With the aforementioned limitations in mind, this study revealed no measurable effect of one or two previous concussions on athletes' preseason neuropsychological test performance or symptom reporting. The groups were carefully examined in multiple ways, with multiple statistical tests (primary and exploratory), and no significant effects or trends were found. Therefore these results suggest that if there is a cumulative effect of one or two previous concussions, it is probably very small.

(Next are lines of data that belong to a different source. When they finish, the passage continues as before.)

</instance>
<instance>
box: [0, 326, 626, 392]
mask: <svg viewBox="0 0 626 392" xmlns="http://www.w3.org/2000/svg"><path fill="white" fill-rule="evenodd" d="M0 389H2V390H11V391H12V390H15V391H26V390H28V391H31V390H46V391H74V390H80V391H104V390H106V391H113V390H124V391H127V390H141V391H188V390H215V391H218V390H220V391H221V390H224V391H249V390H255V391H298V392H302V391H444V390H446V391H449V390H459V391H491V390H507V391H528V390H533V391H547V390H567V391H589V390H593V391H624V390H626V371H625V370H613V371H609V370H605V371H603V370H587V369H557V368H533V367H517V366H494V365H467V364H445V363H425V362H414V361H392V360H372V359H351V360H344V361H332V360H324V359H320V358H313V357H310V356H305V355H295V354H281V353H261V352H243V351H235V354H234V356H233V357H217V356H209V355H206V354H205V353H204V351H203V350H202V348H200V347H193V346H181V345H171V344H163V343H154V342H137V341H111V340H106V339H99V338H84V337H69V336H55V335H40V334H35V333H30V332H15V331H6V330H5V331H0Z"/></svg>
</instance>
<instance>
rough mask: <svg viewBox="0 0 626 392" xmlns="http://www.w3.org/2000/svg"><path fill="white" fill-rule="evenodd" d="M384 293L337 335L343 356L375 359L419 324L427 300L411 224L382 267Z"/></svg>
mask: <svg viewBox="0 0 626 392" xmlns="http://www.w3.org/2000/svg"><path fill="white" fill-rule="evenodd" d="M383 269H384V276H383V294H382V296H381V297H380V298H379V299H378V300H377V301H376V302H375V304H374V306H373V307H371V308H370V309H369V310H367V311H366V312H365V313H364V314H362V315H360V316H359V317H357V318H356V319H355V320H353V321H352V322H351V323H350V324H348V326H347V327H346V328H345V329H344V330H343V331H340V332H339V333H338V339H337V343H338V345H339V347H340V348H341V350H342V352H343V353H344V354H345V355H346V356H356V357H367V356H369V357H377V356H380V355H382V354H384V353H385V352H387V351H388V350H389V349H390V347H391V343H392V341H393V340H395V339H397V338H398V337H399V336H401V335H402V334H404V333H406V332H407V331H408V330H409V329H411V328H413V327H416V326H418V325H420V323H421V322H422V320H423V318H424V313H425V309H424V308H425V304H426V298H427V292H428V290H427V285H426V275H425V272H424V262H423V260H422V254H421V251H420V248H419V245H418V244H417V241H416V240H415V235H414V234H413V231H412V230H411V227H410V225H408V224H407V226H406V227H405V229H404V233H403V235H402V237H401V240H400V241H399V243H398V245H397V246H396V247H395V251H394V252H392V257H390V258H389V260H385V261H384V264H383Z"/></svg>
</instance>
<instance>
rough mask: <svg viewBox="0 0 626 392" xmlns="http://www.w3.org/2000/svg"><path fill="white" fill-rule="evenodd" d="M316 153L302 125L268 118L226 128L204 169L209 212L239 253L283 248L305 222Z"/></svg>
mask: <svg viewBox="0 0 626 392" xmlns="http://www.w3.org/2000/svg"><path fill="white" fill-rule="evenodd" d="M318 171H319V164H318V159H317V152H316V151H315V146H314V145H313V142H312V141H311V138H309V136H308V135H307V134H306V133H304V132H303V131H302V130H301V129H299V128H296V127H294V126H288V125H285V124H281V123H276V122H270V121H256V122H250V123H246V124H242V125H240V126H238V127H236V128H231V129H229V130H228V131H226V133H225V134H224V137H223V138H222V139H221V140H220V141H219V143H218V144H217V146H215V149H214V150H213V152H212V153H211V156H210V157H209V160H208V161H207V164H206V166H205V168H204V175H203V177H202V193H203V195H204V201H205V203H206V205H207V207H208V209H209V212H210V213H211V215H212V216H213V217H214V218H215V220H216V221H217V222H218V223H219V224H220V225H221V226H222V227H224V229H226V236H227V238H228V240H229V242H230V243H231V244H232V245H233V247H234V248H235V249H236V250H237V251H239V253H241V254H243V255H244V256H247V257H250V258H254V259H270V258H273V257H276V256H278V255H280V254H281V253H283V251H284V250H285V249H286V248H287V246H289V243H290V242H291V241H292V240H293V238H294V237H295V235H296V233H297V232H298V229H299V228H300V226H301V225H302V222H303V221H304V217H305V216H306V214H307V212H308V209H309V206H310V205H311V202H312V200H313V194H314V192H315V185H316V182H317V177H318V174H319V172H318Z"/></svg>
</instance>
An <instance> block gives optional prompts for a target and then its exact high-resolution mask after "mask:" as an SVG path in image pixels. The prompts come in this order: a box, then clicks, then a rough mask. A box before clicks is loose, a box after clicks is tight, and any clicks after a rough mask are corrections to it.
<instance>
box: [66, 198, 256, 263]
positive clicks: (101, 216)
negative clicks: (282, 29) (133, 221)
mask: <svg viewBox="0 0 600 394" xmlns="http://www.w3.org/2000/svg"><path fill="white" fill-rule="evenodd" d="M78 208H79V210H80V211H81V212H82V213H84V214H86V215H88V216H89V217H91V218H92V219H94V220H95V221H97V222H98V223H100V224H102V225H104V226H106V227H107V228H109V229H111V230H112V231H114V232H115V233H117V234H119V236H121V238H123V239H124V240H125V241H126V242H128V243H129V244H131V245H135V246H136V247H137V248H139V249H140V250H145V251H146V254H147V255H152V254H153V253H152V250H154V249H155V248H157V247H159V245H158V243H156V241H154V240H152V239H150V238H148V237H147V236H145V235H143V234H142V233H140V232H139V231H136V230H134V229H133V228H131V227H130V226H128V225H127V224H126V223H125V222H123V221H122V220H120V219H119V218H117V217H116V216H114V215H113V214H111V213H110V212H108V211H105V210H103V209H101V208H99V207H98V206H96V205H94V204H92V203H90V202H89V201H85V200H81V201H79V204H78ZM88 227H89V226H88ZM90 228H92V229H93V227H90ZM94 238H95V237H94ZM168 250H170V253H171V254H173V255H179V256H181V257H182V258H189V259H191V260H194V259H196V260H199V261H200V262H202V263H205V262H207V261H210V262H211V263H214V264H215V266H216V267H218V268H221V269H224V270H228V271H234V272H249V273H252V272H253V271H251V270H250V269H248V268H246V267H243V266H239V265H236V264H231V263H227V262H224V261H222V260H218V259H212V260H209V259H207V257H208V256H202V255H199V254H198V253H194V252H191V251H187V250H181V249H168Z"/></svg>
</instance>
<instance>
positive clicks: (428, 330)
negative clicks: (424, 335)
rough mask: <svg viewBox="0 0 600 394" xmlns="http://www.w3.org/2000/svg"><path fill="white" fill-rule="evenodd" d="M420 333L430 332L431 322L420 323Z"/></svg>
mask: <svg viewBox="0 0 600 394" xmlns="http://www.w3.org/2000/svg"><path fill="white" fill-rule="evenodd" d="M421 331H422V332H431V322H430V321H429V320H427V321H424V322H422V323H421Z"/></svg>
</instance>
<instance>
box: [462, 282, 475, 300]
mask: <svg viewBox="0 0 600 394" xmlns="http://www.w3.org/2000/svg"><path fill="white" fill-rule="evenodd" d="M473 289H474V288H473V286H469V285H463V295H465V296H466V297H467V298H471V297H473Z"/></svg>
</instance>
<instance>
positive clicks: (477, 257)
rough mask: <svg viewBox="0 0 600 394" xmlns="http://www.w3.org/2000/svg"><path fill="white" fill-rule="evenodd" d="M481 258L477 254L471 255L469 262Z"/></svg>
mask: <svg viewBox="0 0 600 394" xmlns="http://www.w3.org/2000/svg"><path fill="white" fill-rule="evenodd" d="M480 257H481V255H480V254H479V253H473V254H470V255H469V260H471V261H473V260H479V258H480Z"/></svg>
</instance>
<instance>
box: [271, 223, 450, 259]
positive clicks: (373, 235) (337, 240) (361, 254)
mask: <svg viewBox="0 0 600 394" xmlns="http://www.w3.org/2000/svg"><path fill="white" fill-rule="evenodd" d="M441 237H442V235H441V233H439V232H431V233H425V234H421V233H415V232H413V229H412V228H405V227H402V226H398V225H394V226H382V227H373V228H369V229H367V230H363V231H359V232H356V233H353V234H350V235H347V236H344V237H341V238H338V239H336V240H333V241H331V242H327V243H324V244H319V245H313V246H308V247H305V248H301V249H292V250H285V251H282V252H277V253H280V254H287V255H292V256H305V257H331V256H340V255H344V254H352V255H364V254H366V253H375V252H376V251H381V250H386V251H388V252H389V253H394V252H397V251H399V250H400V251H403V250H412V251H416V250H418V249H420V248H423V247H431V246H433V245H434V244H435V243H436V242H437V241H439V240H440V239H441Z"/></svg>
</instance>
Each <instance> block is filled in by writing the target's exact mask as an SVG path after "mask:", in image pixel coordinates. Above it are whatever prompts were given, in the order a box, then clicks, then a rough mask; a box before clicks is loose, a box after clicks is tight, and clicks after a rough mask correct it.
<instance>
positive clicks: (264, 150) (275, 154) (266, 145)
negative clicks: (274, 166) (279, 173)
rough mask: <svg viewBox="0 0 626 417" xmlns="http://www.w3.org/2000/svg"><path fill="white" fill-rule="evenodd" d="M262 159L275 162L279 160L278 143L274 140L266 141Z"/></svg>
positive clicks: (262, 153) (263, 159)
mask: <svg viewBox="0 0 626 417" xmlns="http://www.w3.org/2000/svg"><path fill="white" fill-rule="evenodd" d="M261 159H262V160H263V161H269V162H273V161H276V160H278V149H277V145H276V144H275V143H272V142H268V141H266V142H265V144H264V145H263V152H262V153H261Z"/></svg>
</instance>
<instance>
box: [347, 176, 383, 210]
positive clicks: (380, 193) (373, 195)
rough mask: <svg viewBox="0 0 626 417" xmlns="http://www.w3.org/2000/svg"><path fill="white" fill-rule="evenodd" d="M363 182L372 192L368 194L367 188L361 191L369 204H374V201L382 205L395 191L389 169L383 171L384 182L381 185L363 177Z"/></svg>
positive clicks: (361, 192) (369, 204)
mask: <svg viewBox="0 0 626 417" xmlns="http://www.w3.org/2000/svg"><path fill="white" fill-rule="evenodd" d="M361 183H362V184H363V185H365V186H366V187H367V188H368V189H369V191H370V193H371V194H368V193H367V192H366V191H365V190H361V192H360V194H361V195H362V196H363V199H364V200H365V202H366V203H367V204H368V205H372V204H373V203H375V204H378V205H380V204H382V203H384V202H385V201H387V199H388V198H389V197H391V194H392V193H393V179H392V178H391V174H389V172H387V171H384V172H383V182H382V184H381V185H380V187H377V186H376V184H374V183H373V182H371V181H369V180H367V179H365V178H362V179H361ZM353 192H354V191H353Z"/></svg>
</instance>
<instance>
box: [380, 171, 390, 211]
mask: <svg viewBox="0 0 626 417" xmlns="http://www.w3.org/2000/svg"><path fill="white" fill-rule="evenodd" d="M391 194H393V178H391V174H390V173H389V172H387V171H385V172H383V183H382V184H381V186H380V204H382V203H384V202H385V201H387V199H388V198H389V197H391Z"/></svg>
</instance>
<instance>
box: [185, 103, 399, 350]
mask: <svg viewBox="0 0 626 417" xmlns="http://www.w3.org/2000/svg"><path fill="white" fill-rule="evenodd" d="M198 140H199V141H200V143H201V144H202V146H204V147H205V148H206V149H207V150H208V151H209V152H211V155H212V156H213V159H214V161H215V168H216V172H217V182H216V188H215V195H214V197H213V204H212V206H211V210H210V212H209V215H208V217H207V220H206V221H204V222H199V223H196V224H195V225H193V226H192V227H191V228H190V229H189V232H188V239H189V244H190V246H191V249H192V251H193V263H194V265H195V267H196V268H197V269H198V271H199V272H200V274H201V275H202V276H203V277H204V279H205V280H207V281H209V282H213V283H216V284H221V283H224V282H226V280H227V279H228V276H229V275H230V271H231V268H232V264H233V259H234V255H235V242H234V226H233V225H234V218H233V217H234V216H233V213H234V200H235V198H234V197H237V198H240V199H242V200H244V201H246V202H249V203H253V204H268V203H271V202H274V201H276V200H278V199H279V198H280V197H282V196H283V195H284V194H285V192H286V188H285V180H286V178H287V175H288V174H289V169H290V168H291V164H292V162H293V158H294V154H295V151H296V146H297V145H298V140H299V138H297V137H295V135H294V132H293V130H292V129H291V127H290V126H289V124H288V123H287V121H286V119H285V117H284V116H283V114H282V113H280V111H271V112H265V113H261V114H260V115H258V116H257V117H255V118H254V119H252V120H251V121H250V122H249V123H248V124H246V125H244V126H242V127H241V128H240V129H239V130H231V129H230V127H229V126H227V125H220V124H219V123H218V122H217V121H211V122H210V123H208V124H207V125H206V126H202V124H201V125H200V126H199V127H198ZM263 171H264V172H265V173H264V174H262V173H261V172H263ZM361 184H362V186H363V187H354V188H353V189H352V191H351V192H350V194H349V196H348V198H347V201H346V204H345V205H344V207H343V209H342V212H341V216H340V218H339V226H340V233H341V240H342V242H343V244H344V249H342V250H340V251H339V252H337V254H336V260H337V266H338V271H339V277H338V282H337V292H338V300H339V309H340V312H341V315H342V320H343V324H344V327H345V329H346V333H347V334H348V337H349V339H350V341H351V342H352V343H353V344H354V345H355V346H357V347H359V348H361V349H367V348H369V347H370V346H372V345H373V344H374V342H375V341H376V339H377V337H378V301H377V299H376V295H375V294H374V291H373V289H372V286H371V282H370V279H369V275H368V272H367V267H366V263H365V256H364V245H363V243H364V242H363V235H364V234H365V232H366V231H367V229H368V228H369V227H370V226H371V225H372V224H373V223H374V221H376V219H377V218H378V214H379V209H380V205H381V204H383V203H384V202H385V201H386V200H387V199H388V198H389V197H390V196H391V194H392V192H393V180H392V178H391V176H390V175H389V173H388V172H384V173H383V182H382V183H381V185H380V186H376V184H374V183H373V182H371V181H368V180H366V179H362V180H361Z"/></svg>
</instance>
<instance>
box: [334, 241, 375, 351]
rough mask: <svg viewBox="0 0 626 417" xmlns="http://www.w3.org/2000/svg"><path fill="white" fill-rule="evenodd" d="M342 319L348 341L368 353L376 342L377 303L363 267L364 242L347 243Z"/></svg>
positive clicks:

The failure to detect possible persisting problems from one or two previous concussions is probably not due to inadequate sensitivity of the computerised screening measure. Cognitive decrements associated with mild depression,54 attention deficit/hyperactivity disorder,55 and, of course, sports concussion have been reported in studies using this screening battery. The following are some recent examples of the sensitivity of ImPACT to concussions in athletes: (a) high school athletes with grade I (“ding”) concussions showed a decline in memory one to three days after the injury followed by a return to baseline at 5–10 days after the injury13; (b) concussed athletes reporting headaches one week after the injury had slower reaction times and lower memory scores than concussed athletes who did not report headaches53; (c) concussed athletes reporting perceived “fogginess” one week after the injury had slower reaction times, reduced processing speed, and lower memory scores than concussed athletes who did not report fogginess.52
Similar to the present study, Macciocchi et al25 and Moser and Schatz26 did not find obvious cumulative effects of concussions on neuropsychological functioning or symptom reporting. However, small sample sizes and equivocal results26 make it difficult to accurately interpret these studies. On the other hand, results from other studies suggest that there are cumulative effects from three or more concussions on the severity of on‐field markers23 and recovery from symptoms,19 as well as neurophysiological21 and neuropsychological22 functioning. Clearly, more research is required before definitive conclusions can be drawn and evidence based practice guidelines, which are very much needed,56 can be established.